Zalando doit trouver d’autres prétextes pour ne pas s’implanter en Belgique

Depuis que la décision de Zalando d’implanter son nouveau centre logistique aux Pays-Bas est connue, cette nouvelle est à la une.

COMEOS, organisation patronale pour la distribution et du commerce, en profite pour souligner le manque de flexibilité en Belgique. Relayé pas des politiciens comme le vice-premier Alexander Decroo qui demande que le gouvernement continue à déréguler et à imposer plus de flexibilité, sans que les syndicats puissent jouer leur rôle. Le ministre Wallon Jeholet en remet une couche et fait référence au “mauvais climat social”, surtout en Wallonie, et condamne ainsi les travailleurs Wallons de grèviculteurs. Tout cela aurait motivé Zalando de décider d’investir au Pays-Bas.

La flexibilité existe bel et bien dans le secteur de la logistique!

Depuis des années on sait organiser le travail de nuit et le travail du weekend dans le secteur du transport et de la logistique. Dans la Commission Paritaire du Transport et de la Logistique (CP 140.03) il existe depuis belle lurette la possibilité de négocier des accords concernant ce genre de flexibilité. Et le nombre d’entreprises qui ont négocié des accords d’entreprise même ne se comptent pas sur les deux mains, il y en a des dizaines. Toutes les grandes entreprises logistiques ont des conventions pour régler cette problématique. Ceva, DHL, Excel, DSV, K&N, H&M, ...

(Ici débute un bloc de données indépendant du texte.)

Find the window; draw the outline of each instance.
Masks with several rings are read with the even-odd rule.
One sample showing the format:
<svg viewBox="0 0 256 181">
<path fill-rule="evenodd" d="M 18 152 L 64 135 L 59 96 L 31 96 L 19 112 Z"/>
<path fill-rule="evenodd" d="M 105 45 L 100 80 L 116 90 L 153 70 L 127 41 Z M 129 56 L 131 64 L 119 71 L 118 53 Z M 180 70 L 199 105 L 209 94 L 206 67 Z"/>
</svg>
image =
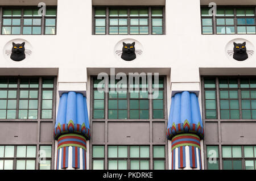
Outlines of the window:
<svg viewBox="0 0 256 181">
<path fill-rule="evenodd" d="M 207 146 L 207 169 L 218 170 L 218 146 Z M 256 146 L 222 146 L 223 170 L 256 170 Z"/>
<path fill-rule="evenodd" d="M 165 146 L 153 146 L 154 169 L 165 169 Z M 149 170 L 150 146 L 109 145 L 108 170 Z M 93 146 L 93 169 L 104 169 L 104 146 Z"/>
<path fill-rule="evenodd" d="M 208 170 L 218 170 L 218 146 L 207 146 L 207 168 Z"/>
<path fill-rule="evenodd" d="M 95 35 L 163 35 L 164 9 L 150 7 L 94 8 Z"/>
<path fill-rule="evenodd" d="M 54 89 L 54 78 L 0 77 L 0 120 L 52 119 Z"/>
<path fill-rule="evenodd" d="M 46 15 L 38 7 L 1 7 L 2 35 L 55 35 L 57 9 L 47 7 Z"/>
<path fill-rule="evenodd" d="M 164 119 L 164 77 L 158 82 L 123 84 L 118 87 L 118 81 L 109 81 L 109 92 L 98 89 L 105 87 L 104 80 L 93 78 L 93 119 Z M 104 84 L 101 84 L 104 82 Z M 135 82 L 135 81 L 133 81 Z M 115 88 L 114 90 L 113 90 Z M 148 89 L 152 87 L 150 94 Z M 122 88 L 122 90 L 118 88 Z M 152 99 L 150 99 L 152 96 Z M 105 99 L 106 98 L 106 100 Z M 105 111 L 105 106 L 108 111 Z M 151 109 L 150 107 L 152 107 Z"/>
<path fill-rule="evenodd" d="M 255 7 L 217 7 L 216 16 L 209 7 L 201 8 L 203 34 L 255 34 Z"/>
<path fill-rule="evenodd" d="M 218 109 L 220 119 L 256 118 L 255 78 L 205 77 L 204 89 L 205 119 L 218 119 Z"/>
<path fill-rule="evenodd" d="M 40 146 L 40 155 L 46 162 L 40 161 L 39 169 L 49 170 L 51 165 L 51 146 Z M 37 161 L 36 146 L 0 145 L 0 170 L 35 170 Z"/>
</svg>

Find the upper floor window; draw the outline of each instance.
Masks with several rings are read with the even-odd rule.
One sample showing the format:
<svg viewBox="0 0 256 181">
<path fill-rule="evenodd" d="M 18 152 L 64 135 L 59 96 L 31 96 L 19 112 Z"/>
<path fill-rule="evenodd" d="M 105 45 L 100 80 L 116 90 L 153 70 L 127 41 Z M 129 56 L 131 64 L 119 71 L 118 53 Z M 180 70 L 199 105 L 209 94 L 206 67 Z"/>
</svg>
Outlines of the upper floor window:
<svg viewBox="0 0 256 181">
<path fill-rule="evenodd" d="M 164 119 L 164 77 L 159 77 L 157 83 L 153 79 L 146 84 L 141 78 L 139 85 L 130 82 L 127 79 L 122 87 L 118 87 L 118 80 L 115 82 L 109 80 L 108 92 L 98 89 L 99 86 L 105 86 L 101 85 L 101 81 L 105 80 L 93 78 L 93 119 Z"/>
<path fill-rule="evenodd" d="M 56 7 L 46 8 L 46 15 L 39 7 L 1 7 L 2 35 L 55 35 Z"/>
<path fill-rule="evenodd" d="M 204 91 L 205 119 L 256 119 L 255 77 L 205 77 Z"/>
<path fill-rule="evenodd" d="M 52 119 L 54 78 L 0 77 L 0 120 Z"/>
<path fill-rule="evenodd" d="M 255 7 L 217 8 L 216 16 L 209 7 L 201 8 L 203 34 L 255 34 Z"/>
<path fill-rule="evenodd" d="M 163 7 L 94 7 L 93 10 L 94 35 L 164 33 Z"/>
</svg>

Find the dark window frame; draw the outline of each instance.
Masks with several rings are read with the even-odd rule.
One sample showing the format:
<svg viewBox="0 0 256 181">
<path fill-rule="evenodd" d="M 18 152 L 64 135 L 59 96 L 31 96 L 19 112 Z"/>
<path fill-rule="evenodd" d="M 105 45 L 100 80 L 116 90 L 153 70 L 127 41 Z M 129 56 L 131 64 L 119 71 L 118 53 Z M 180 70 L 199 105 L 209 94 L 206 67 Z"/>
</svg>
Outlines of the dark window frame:
<svg viewBox="0 0 256 181">
<path fill-rule="evenodd" d="M 233 12 L 234 12 L 234 15 L 233 16 L 216 16 L 215 17 L 214 17 L 213 15 L 212 16 L 202 16 L 202 13 L 201 13 L 201 9 L 202 8 L 208 8 L 210 9 L 208 6 L 201 6 L 200 7 L 200 18 L 201 18 L 201 35 L 255 35 L 255 33 L 247 33 L 247 28 L 246 28 L 246 32 L 245 33 L 238 33 L 237 32 L 237 19 L 239 18 L 254 18 L 254 25 L 247 25 L 248 26 L 254 26 L 255 27 L 255 32 L 256 32 L 256 6 L 217 6 L 217 9 L 218 9 L 218 8 L 221 8 L 221 9 L 224 9 L 224 10 L 225 11 L 226 9 L 233 9 Z M 236 10 L 237 9 L 241 9 L 241 8 L 254 8 L 254 13 L 255 13 L 255 16 L 237 16 L 237 12 Z M 234 25 L 233 26 L 234 26 L 234 33 L 226 33 L 226 31 L 225 33 L 217 33 L 217 27 L 218 26 L 222 26 L 222 27 L 226 27 L 226 26 L 226 26 L 226 25 L 223 25 L 223 26 L 217 26 L 217 19 L 218 18 L 224 18 L 224 19 L 228 19 L 228 18 L 232 18 L 234 19 Z M 203 33 L 203 19 L 212 19 L 212 29 L 213 29 L 213 31 L 212 31 L 212 33 Z M 238 26 L 243 26 L 243 27 L 246 27 L 246 25 L 240 25 Z"/>
<path fill-rule="evenodd" d="M 0 35 L 56 35 L 57 34 L 57 7 L 56 6 L 47 6 L 47 8 L 56 8 L 56 16 L 48 16 L 46 15 L 46 16 L 24 16 L 24 10 L 25 9 L 38 9 L 38 10 L 40 9 L 40 7 L 38 7 L 38 6 L 0 6 L 0 16 L 1 16 L 1 18 L 0 18 L 0 30 L 1 30 L 1 32 L 0 32 Z M 21 10 L 21 16 L 3 16 L 3 9 L 11 9 L 11 10 L 13 11 L 14 9 L 20 9 Z M 3 26 L 3 19 L 4 18 L 7 18 L 7 19 L 20 19 L 20 26 Z M 33 25 L 24 25 L 24 19 L 41 19 L 41 25 L 40 26 L 33 26 Z M 55 19 L 55 34 L 46 34 L 46 19 Z M 3 30 L 3 27 L 5 27 L 5 26 L 11 26 L 11 27 L 15 27 L 15 26 L 18 26 L 18 27 L 20 27 L 20 33 L 19 34 L 12 34 L 11 32 L 11 34 L 3 34 L 2 33 L 2 30 Z M 23 34 L 23 27 L 31 27 L 31 28 L 32 28 L 33 27 L 41 27 L 41 33 L 40 34 L 32 34 L 32 30 L 31 29 L 31 34 Z"/>
<path fill-rule="evenodd" d="M 105 9 L 106 10 L 106 16 L 104 17 L 96 17 L 95 16 L 95 9 Z M 127 9 L 127 16 L 109 16 L 109 9 L 112 8 L 117 8 L 117 9 Z M 148 16 L 130 16 L 130 11 L 131 9 L 139 9 L 143 8 L 147 8 L 148 9 Z M 152 8 L 162 8 L 163 10 L 163 16 L 152 16 Z M 165 13 L 165 6 L 93 6 L 92 7 L 92 35 L 166 35 L 166 13 Z M 119 34 L 119 28 L 118 28 L 118 33 L 115 34 L 110 34 L 109 33 L 109 28 L 110 28 L 110 19 L 127 19 L 127 26 L 111 26 L 112 27 L 127 27 L 127 34 Z M 133 18 L 147 18 L 148 19 L 148 33 L 145 34 L 140 34 L 139 33 L 139 25 L 138 26 L 131 26 L 130 25 L 130 19 Z M 159 19 L 161 18 L 162 19 L 162 34 L 153 34 L 152 33 L 152 19 Z M 105 33 L 102 34 L 96 34 L 96 19 L 105 19 Z M 139 27 L 139 33 L 138 34 L 131 34 L 130 33 L 130 27 Z M 154 26 L 154 27 L 158 27 L 158 26 Z"/>
</svg>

Frank Moreels, président de l’UBT: “Les politiciens feraient mieux de s’informer convenablement avant de sortir des fausses vérités dans la presse. Les organisations syndicales dans le secteur de la logistique ont toujours pris leur responsabilité et ont négocié des accords équitables pour les travailleurs et les entreprises. Il faudra trouver autre chose au lieu de condamner les syndicats dans cette affaire.”

La logistique en Wallonie n’est pas déstabilisée par un mauvais climat social

Preuve y est puisque bien des entreprises logistiques se sont implantées ces dernières années en Wallonie. Le centre logistique pour l’Europe de H&M par exemple s’est implanté à Ghlin, et Ceva logistics est situé à Courcelles.

Philippe Dumortier, Secrétaire UBT en Wallonie Picarde-Hainaut-Brabant Wallon: “Depuis que H&M a installé son centre logistique à Ghlin, la capacité ne cesse que de croître. H&M a investi, aussi dans les relations sociales, et l’entreprise est en expansion. Nous ne pensons pas que H&M a pris la décision dans le temps de s’implanter à Ghlin si l’entreprise pensait arriver dans le ‘Far West’ social”.

La flexibilité négociée est avantageuse pour les entreprises et les travailleurs

Il est aberrant de prétendre que les organisations syndicales sont “les empêcheurs de tourner en rond”. Daniel Maratta, Secrétaire UBT Liège-Luxembourg-Namur: “Dans toutes les entreprises de la logistique où nous sommes représentés, nous avons fait des conventions pour encadrer la flexibilité. Je pense à Skechers à Milmort. Ce sont des accords qui tiennent compte de la demande de flexibilité dans l’entreprise, tout en garantissant une vie sociale et un revenu convenable pour les travailleurs. Un ‘win-win’ pour les deux parties.”

Philippe Dumortier: “Toute la discussion se porte sur le genre de flexibilité que nous voulons accepter dans notre société. Est-ce que nous acceptons des mini-jobs à outrance, des services coupés, des travailleurs “à l’appel”, ... donc une précarité institutionnalisée? Ou est-ce que nous voulons une flexibilité gérée, réglée par le dialogue social, ou tout le monde sort gagnant?”

Dumping social dans la logistique?

La question qui se pose c’est si nous voulons instaurer le dumping social aussi dans le secteur de la logistique? Nous savons de source sûre que pendant la période de Noël, des travailleurs Polonais (soi-disant détachés) logeaient dans l’ancien centre Vossemeren à Lommel. Ces travailleurs étaient actifs dans des entreprises de Logistique en Hollande (dont la société Ingram Micro), étant transportés matin et soir par des minibus. Même actuellement une quarantaine de travailleurs Polonais seraient encore actifs de cette façon. Frank Moreels: “Est-ce que nous voulons ce genre de travail dans la logistique en Belgique? Est-ce que c’est ce genre d’emplois que nous voulons attirer? Il faudrait réfléchir et instaurer des règles Européennes pour stopper cette course vers le bas. A la fin le mauvais emploi super flexible risque de tuer le bon emploi. Peut-être que monsieur Decroo pourrait interpeller son homologue Hollandais lors d’une prochaine rencontre sur ce genre de concurrence déloyale.”